Правда, кровь в этом молодом человеке играла не все триста шестьдесят пять дней в году. Месяц, иногда полтора он вел себя вполне прилично. Вытирал нос собственным рукавом, а не беретом какой-нибудь тихой девушки. Но вот на него находило какое-то затмение, и молодежь с семи часов вечера пряталась по общежитиям, закрывая двери на три запора:
— Чикушка идет!
И вдруг Чикушка переродился. Стал тихим, скромным пареньком. Что же оказало такое благотворное влияние на хулигана? Кружок кройки и шитья или шесть месяцев тюремного заключения? Ни то и ни другое. Решающее слово в этом деле сказал Миша Кротов, сцепщик близлежащей станции. Миша увлекся Настенькой, той самой девушкой, которая была покинута в трудную минуту Тарасом Бульбой. Причем увлекся так сильно, что трижды в неделю, то есть каждый свободный от дежурства вечер, не ленился отмеривать по пяти километров от железнодорожной станции до поселка, чтобы провести час — другой со своей любимой.
И вот в один из таких вечеров, когда Миша о чем-то тихо шептался с Настенькой в коридоре общежития, был поднят сигнал бедствия:
— Чикушка идет!
— Прячься! — испуганно сказала Настенька.

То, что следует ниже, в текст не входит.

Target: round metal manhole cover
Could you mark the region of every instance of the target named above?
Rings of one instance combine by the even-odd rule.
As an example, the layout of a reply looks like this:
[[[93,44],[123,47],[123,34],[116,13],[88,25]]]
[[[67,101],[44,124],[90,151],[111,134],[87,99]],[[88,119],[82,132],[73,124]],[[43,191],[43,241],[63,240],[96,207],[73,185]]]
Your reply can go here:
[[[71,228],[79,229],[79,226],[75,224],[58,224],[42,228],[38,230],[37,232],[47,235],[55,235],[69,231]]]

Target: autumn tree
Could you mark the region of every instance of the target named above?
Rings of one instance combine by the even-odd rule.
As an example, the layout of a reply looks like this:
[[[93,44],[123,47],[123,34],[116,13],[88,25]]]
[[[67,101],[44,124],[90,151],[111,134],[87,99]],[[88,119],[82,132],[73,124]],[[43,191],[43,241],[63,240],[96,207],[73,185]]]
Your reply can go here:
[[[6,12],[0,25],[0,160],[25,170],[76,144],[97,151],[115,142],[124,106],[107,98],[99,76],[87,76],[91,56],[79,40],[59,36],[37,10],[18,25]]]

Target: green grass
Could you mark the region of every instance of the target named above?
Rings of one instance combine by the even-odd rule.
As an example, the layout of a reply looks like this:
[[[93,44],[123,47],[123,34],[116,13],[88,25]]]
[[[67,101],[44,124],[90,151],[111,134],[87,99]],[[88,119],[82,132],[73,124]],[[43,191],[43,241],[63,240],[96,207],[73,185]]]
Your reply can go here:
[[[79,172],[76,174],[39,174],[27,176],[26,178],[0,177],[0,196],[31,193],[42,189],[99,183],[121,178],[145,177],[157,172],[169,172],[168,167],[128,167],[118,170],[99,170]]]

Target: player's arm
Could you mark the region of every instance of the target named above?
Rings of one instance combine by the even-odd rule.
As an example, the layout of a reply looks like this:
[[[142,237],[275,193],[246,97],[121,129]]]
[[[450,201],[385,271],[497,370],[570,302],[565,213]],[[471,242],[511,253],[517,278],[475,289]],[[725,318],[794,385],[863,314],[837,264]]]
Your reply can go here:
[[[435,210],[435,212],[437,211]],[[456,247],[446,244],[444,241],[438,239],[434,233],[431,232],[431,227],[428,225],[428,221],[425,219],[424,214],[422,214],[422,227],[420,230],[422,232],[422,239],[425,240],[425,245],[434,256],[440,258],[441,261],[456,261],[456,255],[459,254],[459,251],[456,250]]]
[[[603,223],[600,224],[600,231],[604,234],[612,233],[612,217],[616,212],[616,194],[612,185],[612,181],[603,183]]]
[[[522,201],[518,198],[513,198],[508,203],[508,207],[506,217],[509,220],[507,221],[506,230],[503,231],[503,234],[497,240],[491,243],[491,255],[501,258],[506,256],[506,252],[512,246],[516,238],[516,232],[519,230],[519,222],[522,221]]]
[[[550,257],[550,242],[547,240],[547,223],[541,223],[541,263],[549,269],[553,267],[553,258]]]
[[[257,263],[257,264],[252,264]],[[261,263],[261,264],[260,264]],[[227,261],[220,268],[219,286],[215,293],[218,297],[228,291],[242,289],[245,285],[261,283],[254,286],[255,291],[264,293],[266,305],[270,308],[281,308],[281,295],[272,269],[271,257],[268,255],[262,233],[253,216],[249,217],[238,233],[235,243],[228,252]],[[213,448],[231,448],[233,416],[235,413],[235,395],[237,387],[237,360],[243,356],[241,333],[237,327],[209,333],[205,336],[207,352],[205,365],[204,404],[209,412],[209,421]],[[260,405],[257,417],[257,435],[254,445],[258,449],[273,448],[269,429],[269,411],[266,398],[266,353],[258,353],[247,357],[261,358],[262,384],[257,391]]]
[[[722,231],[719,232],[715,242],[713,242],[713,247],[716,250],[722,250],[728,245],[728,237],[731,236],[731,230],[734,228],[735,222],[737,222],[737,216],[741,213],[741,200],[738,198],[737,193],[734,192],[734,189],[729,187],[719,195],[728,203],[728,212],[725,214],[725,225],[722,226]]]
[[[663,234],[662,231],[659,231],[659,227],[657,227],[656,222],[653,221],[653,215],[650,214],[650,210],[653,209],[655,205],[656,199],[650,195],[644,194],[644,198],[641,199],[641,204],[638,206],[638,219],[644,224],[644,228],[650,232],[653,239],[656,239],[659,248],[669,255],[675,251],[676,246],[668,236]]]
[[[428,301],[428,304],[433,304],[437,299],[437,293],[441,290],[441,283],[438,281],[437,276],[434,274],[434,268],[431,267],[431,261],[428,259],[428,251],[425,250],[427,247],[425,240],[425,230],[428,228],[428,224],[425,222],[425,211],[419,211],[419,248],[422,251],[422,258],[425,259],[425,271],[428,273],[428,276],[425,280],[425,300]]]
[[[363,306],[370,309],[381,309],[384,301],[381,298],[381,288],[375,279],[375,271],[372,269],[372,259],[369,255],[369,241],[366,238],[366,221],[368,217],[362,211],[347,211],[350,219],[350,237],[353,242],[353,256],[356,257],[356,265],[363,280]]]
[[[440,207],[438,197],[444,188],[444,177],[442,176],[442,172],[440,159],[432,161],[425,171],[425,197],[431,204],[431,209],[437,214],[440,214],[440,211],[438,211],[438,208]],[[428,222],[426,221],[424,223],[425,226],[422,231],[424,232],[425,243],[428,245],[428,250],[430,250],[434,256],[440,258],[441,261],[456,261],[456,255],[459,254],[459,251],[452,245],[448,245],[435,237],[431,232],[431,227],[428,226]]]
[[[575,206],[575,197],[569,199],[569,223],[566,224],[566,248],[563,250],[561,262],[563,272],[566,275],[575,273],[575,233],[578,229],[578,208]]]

Миша Кротов в ответ только махнул рукой:
— Обойдется и так.
Не успел он закончить фразы, как в комнату ввалился Чикушка, окруженный тройкой восторженных мальчишек. Он хозяйским взглядом оглядел комнату и сказал:
— Грязно у вас в коридоре.
И, сдернув с чьей-то койки белую накидку, стал вытирать свои сапоги. Настенька взвизгнула и забилась в угол.
— Положи на место накидку! — неожиданно сказал Кротов.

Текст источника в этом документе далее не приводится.